Carroll Injury Report: Week 1
- Finally, we have games. We came out of Thursday night's kickoff game with nothing much to talk about -- and that's a good thing. I don't get some perverse pleasure out of watching players get injured. I wish there were a week when I had nothing to write about and could just extol the virtues of Drive-By Truckers' latest album or talk about my own coffee addiction. That hasn't happened in my career, but there's always hope. I don't believe in miracles anymore, but I do believe that medical science is often indistinguishable from magic. What was once a career-ending injury is now routine. What was once routine now costs only one or two weeks. Healthier players make for better teams and, at its heart, my column is about making the game better. So let's get to the injuries:
There's a fine line between what is an injury move and what is a coaching decision. A player says he's at less than 100 percent and the coach then has to decide if his backups are better options. That's the decision facing Redskins coach Joe Gibbs this weekend.
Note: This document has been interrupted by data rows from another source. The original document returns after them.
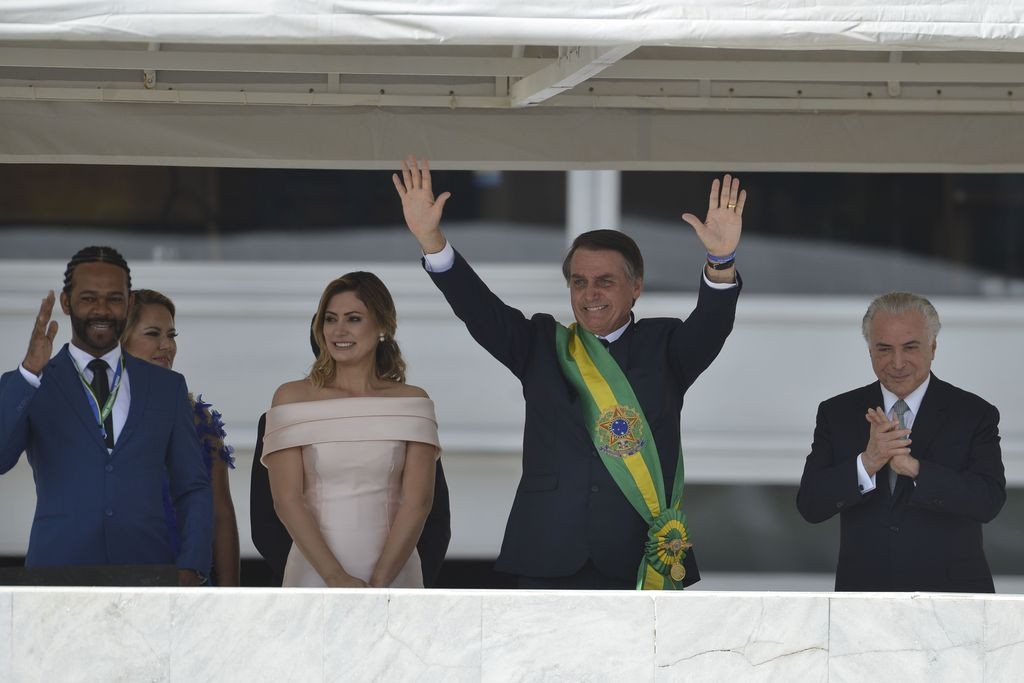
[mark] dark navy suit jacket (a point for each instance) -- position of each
(567, 508)
(926, 535)
(98, 508)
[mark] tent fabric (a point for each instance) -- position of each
(809, 85)
(850, 25)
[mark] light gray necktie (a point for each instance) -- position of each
(900, 409)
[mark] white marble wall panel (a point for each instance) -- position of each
(6, 664)
(567, 636)
(402, 636)
(762, 637)
(1004, 646)
(90, 635)
(247, 635)
(906, 637)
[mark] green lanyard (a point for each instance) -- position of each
(101, 413)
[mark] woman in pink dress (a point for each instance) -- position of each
(351, 449)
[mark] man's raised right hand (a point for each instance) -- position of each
(422, 211)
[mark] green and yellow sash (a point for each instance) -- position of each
(627, 447)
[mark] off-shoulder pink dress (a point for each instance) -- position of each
(353, 454)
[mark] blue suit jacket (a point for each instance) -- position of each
(99, 508)
(567, 508)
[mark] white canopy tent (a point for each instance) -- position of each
(915, 85)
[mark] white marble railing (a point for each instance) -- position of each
(369, 635)
(748, 420)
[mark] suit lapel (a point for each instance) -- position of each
(138, 382)
(60, 371)
(872, 398)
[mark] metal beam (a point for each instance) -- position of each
(622, 102)
(577, 66)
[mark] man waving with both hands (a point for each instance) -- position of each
(599, 505)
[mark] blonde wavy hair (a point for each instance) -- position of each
(388, 363)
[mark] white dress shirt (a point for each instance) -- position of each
(444, 259)
(82, 358)
(865, 480)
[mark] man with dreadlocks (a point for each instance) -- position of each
(101, 430)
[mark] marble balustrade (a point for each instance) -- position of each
(368, 635)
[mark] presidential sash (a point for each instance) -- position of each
(627, 447)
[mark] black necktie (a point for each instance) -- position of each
(101, 389)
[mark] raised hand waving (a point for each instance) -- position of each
(421, 209)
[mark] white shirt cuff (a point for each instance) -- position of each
(716, 286)
(34, 380)
(439, 261)
(864, 480)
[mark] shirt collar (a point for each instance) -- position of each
(83, 358)
(912, 400)
(612, 336)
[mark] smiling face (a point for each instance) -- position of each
(601, 291)
(901, 350)
(350, 332)
(153, 338)
(97, 303)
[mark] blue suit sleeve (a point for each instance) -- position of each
(189, 486)
(15, 395)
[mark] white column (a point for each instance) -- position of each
(593, 201)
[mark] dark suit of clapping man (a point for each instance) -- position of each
(911, 465)
(102, 430)
(572, 524)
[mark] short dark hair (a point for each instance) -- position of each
(96, 255)
(375, 296)
(608, 241)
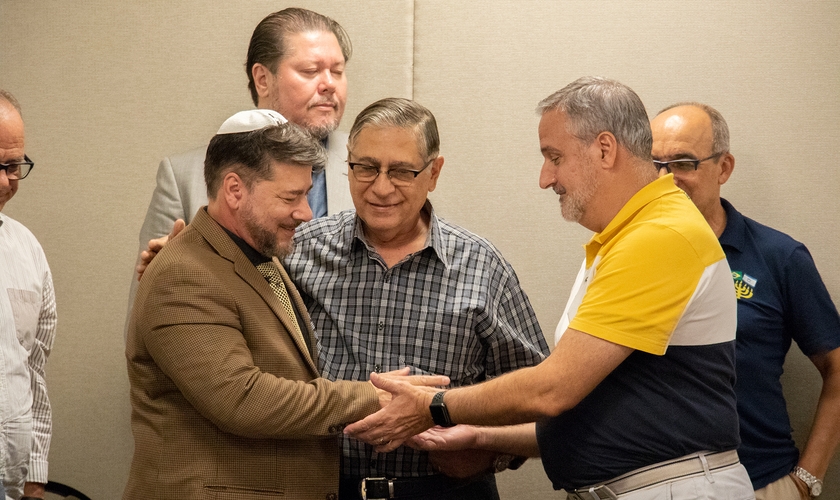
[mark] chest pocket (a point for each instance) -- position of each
(26, 306)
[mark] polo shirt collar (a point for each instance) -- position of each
(662, 186)
(734, 233)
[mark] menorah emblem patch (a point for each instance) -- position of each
(744, 284)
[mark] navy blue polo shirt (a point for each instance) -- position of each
(780, 297)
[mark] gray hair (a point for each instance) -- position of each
(268, 42)
(720, 130)
(400, 113)
(8, 97)
(249, 154)
(594, 104)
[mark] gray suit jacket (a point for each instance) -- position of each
(181, 191)
(226, 403)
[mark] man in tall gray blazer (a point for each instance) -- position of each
(296, 66)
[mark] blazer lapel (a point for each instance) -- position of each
(215, 235)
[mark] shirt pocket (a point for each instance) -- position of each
(26, 307)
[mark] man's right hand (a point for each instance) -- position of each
(155, 246)
(403, 374)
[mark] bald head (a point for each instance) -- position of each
(11, 145)
(693, 131)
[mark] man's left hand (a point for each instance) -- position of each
(406, 415)
(35, 490)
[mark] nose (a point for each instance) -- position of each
(382, 185)
(303, 212)
(328, 83)
(547, 177)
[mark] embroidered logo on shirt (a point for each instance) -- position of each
(744, 284)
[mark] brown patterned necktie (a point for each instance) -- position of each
(275, 281)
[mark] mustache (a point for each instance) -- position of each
(326, 100)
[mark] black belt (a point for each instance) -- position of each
(373, 488)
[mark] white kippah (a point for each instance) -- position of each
(253, 119)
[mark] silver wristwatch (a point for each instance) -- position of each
(814, 484)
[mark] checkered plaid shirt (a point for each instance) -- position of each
(454, 308)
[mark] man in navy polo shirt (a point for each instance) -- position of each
(780, 297)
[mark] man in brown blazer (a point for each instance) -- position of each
(227, 401)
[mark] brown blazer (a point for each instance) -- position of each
(226, 404)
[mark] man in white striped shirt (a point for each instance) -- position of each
(27, 328)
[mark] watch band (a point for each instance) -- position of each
(813, 482)
(440, 414)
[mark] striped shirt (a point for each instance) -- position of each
(453, 308)
(27, 331)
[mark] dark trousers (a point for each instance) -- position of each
(438, 487)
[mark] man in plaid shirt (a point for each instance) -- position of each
(392, 285)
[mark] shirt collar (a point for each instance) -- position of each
(662, 186)
(733, 233)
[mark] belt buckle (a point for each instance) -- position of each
(377, 488)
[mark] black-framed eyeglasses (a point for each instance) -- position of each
(17, 170)
(398, 176)
(682, 164)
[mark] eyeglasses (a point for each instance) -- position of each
(682, 165)
(398, 176)
(17, 170)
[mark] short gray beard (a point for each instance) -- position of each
(572, 207)
(265, 242)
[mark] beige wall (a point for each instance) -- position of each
(109, 88)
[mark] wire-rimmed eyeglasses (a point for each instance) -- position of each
(17, 170)
(398, 176)
(682, 164)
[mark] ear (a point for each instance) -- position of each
(727, 165)
(263, 79)
(436, 165)
(233, 190)
(607, 148)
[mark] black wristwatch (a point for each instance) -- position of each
(440, 414)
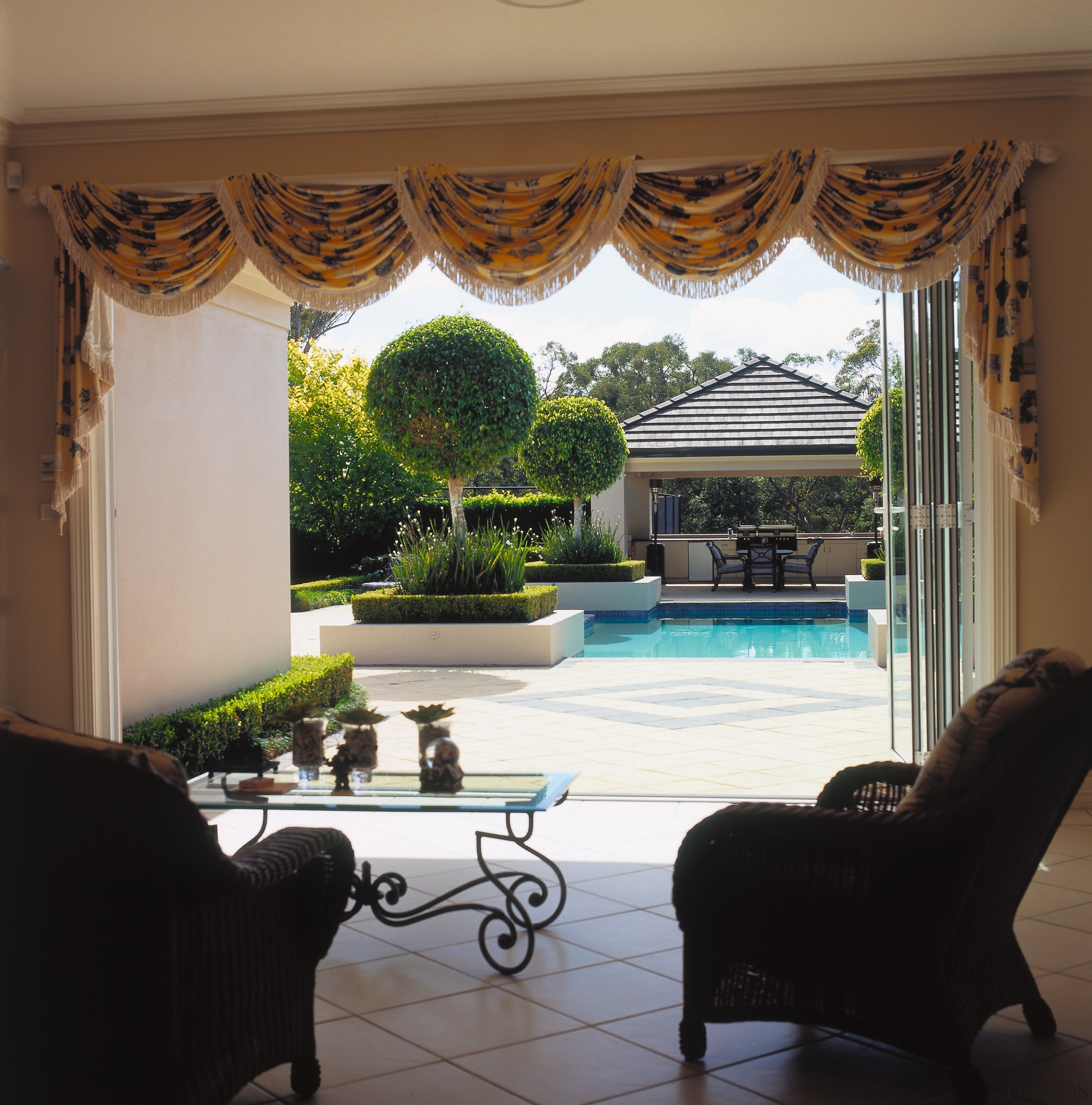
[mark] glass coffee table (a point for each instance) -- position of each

Clinton Portis is reportedly assessing himself at about 75 percent, something my source calls "laughable -- none of his characters is a doctor, I guess." (For the uninitiated, Portis is known for portraying various humorous characters at press conferences, etc.) Portis' shoulder is fully healed and ready to go, but the combination of Portis' value and the team's depth at running back gives Gibbs enough leeway to back off on Portis if he feels that's the right decision for his team. Late word out of DC is that Portis didn't pass Gibbs' tests and will be on the sidelines for Week 1. The Skins are playing the "better safe than sorry" card here and long-term concerns remain low for Portis. Ladell Betts gets the start.
What's more important to a wide receiver -- his hands or his legs? The answer depends on the receiver. There are burners and there are possession guys and a million variations on those themes, so the same injury can affect two players very differently. Steve Smith is a yards-after-catch guy, gaining a lot of ground (and fantasy value) after the reception because of his explosive speed. Some of that dynamite in his legs went boom, causing a cascade of recurrences and even a bilateral compensation. What's that, you ask? An injury often causes unintended consequences, such as a limp due to a strained left hamstring causing a problem in the right hamstring, as happened with Smith. Smith is a ball of muscle wound as tight as Tobias Beecher in Season One of Oz. He's going to need to find some flexibility or he's seen the last of his days as an elite fantasy receiver.